Bush yine soğuk savaşın ve nükleer silah yarışının sona ermesindeki rolüyle biliniyor.
ABD'nin 41. başkanı ülkesini ve dünyayı soğuk savaşın huzurlu ve muzaffer bir sonucuna götürmedeki rehberliği ile övülüyor...
Bunlar Bush'un olumlu yönleri.
Ancak 1990 yılında dönemin Irak devlet başkanının Kuveyt’i işgal etmesi üzerine sözde hak ve hukuk adına yaptığı işgal hareketi o tarihten bugüne sadece Irak’ta değil, bölgede telafisi mümkün olmayan yaralar açmış bulunuyor.
Dönemin Irak devlet başkanını oyuna getirip Kuveyt’i işgale yeltenmesi ABD ve koalisyon güçlerine bölgeyi işgal etmeleri için bahane olmuştu.

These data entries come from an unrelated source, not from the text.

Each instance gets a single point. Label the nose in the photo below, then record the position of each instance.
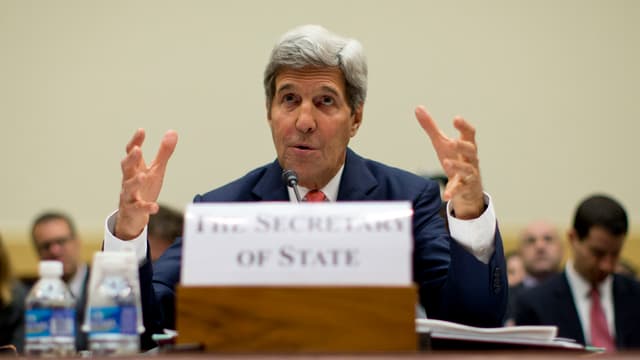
(607, 264)
(305, 122)
(55, 250)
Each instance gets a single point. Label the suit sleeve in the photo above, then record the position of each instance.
(453, 284)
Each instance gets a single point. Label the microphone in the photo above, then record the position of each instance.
(290, 178)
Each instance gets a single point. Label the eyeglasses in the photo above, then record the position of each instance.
(46, 245)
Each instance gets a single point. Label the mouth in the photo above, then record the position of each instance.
(302, 147)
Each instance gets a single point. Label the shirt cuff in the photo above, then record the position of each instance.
(112, 243)
(476, 235)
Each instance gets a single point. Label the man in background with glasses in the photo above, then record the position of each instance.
(54, 238)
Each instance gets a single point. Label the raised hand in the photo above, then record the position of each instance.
(141, 184)
(459, 159)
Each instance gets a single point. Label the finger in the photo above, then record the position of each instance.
(130, 191)
(131, 199)
(465, 171)
(467, 131)
(428, 124)
(167, 146)
(130, 165)
(136, 140)
(467, 151)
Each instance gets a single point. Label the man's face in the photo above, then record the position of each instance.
(311, 123)
(541, 250)
(596, 256)
(53, 241)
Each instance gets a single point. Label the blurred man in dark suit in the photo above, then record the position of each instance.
(588, 301)
(54, 237)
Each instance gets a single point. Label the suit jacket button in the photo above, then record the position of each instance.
(497, 285)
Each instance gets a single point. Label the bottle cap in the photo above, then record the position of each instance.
(50, 268)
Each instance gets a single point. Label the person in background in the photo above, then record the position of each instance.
(541, 251)
(515, 268)
(588, 302)
(164, 228)
(623, 267)
(54, 237)
(315, 84)
(12, 298)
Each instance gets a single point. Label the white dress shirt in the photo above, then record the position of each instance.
(77, 280)
(581, 291)
(475, 235)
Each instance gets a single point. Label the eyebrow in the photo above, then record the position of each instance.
(289, 86)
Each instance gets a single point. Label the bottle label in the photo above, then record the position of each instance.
(114, 320)
(50, 322)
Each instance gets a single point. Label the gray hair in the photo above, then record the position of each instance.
(315, 46)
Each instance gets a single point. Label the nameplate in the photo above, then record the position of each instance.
(269, 243)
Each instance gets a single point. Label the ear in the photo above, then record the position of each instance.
(572, 236)
(356, 120)
(268, 112)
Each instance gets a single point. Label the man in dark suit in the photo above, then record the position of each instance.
(588, 302)
(54, 237)
(315, 85)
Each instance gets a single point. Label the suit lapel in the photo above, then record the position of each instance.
(270, 187)
(566, 312)
(623, 307)
(357, 182)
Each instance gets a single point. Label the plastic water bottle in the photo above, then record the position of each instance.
(50, 314)
(113, 309)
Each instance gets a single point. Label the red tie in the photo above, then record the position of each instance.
(599, 329)
(315, 196)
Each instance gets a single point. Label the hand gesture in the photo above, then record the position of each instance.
(141, 184)
(459, 159)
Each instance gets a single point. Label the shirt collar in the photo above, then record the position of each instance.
(77, 280)
(582, 287)
(330, 190)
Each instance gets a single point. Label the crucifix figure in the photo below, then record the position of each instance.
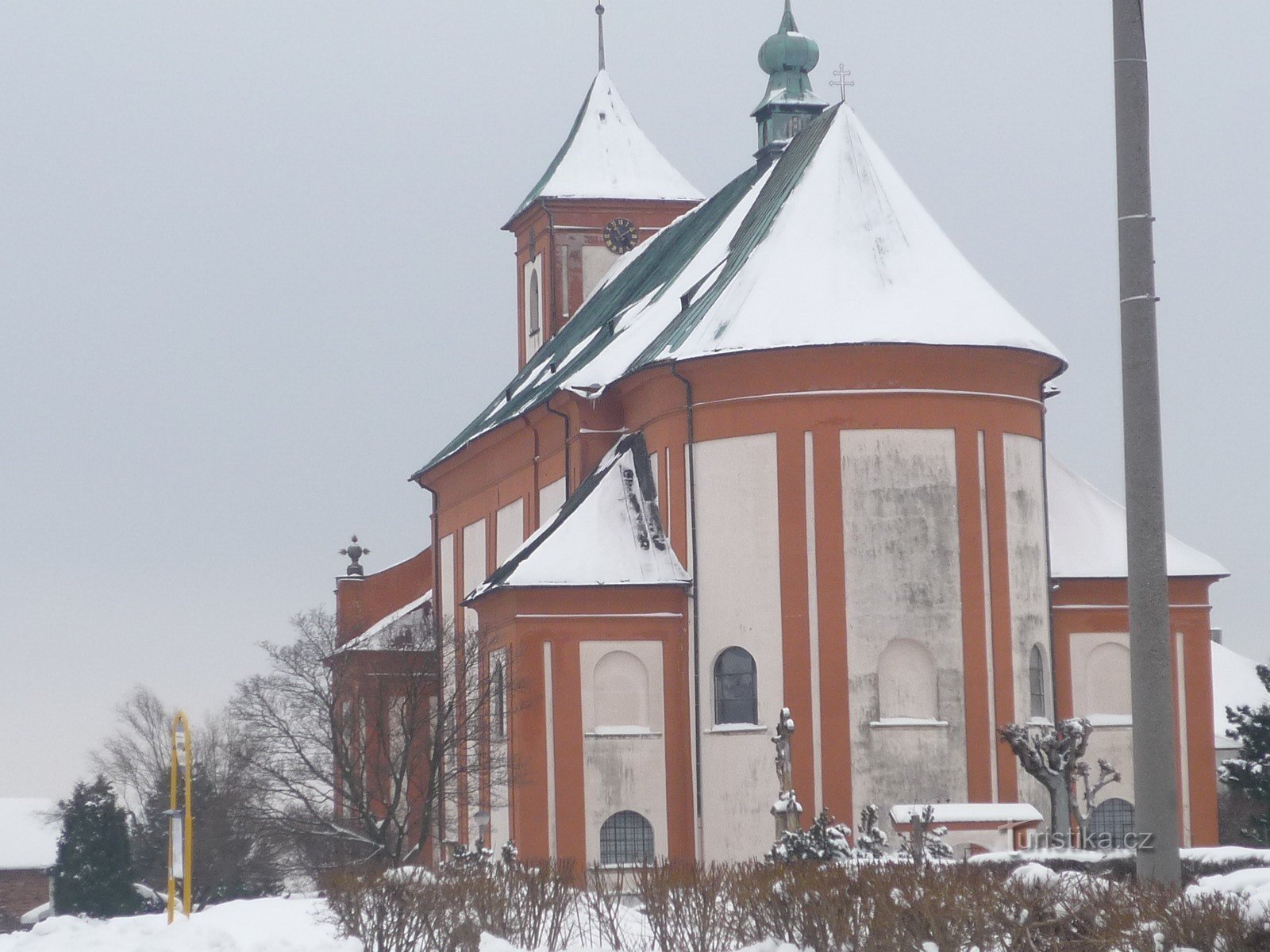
(787, 809)
(841, 80)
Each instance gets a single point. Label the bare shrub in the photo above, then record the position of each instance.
(689, 905)
(603, 916)
(410, 911)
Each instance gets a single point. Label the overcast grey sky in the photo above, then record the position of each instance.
(252, 276)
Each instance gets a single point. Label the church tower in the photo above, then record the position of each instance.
(606, 190)
(787, 57)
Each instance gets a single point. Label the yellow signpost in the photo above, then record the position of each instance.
(181, 816)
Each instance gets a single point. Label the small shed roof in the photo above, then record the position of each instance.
(1089, 537)
(902, 814)
(29, 838)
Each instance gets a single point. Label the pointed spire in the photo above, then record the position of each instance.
(600, 14)
(787, 57)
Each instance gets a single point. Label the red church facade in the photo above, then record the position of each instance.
(785, 448)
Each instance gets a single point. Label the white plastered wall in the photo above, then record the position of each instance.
(550, 499)
(624, 771)
(1102, 692)
(533, 272)
(1029, 584)
(903, 574)
(596, 262)
(737, 565)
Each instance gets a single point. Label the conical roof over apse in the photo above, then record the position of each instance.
(607, 155)
(826, 247)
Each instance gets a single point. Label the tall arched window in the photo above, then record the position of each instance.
(498, 689)
(736, 687)
(620, 692)
(626, 839)
(535, 306)
(1106, 681)
(1110, 823)
(907, 685)
(1037, 681)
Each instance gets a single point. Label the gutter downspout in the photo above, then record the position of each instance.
(1064, 800)
(692, 592)
(565, 418)
(437, 608)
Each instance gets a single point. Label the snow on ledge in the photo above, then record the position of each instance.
(738, 729)
(610, 730)
(908, 723)
(1110, 720)
(902, 814)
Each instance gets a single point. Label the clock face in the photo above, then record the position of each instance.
(622, 235)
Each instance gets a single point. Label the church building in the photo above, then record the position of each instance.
(778, 447)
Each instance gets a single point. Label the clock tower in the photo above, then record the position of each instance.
(605, 194)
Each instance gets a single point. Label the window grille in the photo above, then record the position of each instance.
(1110, 823)
(1037, 676)
(626, 839)
(736, 687)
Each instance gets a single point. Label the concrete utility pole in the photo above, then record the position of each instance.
(1149, 640)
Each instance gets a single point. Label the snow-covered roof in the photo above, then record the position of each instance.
(29, 839)
(607, 155)
(902, 814)
(406, 628)
(1235, 683)
(609, 532)
(1089, 537)
(826, 247)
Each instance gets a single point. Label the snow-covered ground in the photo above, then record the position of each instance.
(298, 924)
(243, 926)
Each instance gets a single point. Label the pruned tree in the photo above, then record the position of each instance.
(235, 857)
(925, 841)
(1250, 771)
(1052, 753)
(361, 758)
(870, 838)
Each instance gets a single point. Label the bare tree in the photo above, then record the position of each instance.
(1053, 754)
(234, 858)
(362, 753)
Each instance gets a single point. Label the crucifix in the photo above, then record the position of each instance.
(841, 80)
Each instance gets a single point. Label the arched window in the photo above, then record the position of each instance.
(620, 692)
(626, 839)
(907, 682)
(1106, 681)
(1110, 823)
(1037, 681)
(498, 689)
(535, 306)
(736, 687)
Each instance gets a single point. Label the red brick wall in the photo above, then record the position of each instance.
(21, 892)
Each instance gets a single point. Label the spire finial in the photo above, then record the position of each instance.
(355, 554)
(600, 16)
(841, 82)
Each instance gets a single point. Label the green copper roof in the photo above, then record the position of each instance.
(787, 57)
(658, 263)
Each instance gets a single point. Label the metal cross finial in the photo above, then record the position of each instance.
(600, 14)
(841, 80)
(355, 554)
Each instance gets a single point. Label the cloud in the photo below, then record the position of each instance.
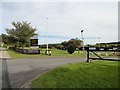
(66, 18)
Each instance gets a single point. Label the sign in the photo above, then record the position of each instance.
(92, 48)
(34, 42)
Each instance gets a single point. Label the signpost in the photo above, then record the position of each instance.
(34, 42)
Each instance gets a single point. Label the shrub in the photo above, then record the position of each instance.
(70, 49)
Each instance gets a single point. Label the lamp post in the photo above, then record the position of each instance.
(47, 35)
(99, 41)
(82, 39)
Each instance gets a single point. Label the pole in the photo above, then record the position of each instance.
(47, 35)
(99, 41)
(88, 54)
(82, 39)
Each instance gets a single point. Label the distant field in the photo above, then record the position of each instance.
(97, 74)
(55, 53)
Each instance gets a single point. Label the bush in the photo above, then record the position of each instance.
(70, 49)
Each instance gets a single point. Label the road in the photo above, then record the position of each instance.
(23, 70)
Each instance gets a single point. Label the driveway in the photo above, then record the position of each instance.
(22, 70)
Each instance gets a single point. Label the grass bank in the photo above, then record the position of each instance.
(55, 53)
(97, 74)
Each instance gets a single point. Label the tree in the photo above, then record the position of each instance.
(22, 32)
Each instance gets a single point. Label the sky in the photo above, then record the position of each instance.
(98, 19)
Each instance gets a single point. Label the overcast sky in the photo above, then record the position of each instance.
(65, 19)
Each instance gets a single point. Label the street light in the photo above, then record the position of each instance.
(47, 35)
(82, 39)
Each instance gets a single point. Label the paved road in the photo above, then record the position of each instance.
(23, 70)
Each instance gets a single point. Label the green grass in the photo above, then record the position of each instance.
(97, 74)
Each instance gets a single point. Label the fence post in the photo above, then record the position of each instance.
(88, 54)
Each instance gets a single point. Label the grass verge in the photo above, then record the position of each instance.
(97, 74)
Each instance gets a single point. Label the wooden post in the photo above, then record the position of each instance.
(88, 54)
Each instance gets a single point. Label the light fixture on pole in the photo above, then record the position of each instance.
(47, 35)
(82, 39)
(99, 41)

1990 tarihinden beri Irak’ta istikrar olmadığı gibi bu istikrarsızlık ortadoğuda bir çok ülkeye de sirayet etti.
Baba Bush’un açtığı yarayı oğul Bush iyice derinleştirmek için işgal politikasını sürdürdü.
1991 yılında Irak’a koalisyon güçleriyle savaş açması ve arkasından oğul Bush’un 2003 mart ayında mantık dışı ve akıl almaz bahaneler ileri sürerek işgali sürdürmesi neticesinde Irak huzur ve istikrara kavuşmadı.
Saddam'ın asılması ise uluslararası hukuk kuralına uygun mu? Bu da akıllarda soru işareti oluşturuyor.
Koalisyon güçlerinin Iraklı savunmasız insanlara yaptığı işkence ve ölüm olayları ise uluslararası boyutta ayrı bir soruşturma dosyası olmalı.
Irak'ta yapılan hak ve hukuk ihlalleri sonrasında Arap Baharı aldatmacasıyla Kuzey Afrika ve Ortadoğuda demokratik hakların elde edilmesi için başlatılan toplumsal ayaklanmalar bölgedeki birçok ülkede huzur bırakmadığı gibi insanlık adına telafisi mümkün olmayacak derin yaralar açtı...
Baba Bush ve ekibinin, sonrasında oğul Bush’un devam ettirdiği zulüm bugün bölge ülkelerinde milyonlarca insanın ölümüne, milyonlarca insanın ülkesini terk etmesine, milyonlarca insanın sakat, evsiz, yurtsuz, işsiz kalmasına ortam hazırladığı gibi aynı zamanda milyonlarca insanın yakınlarını kaybetmesine neden oldu.
Durum açıkca ortada; Irak’la başlayan temel insan hak ihlalleri, bugün Suriye’de, Yemen’de, Libya’da, Mısır’da, Afganistan’da devam ediyor.
Temel insan haklarının alabildiğine ihlal edildiği ülkelerin işgal edilmesine ortamı hazırlayan baba Bush batı basınında övgüyle anılırken milyonlarca mazlumun uğradığı haksızlıklar ve kayıplardan hiç bahsedilmiyor.
Bölgede açtığı zulmet yolu kapanmadığı gibi yaklaşık 30 yıldır katlanarak devam ediyor.
İşte vahşi batı anlayışı bu olsa gerek.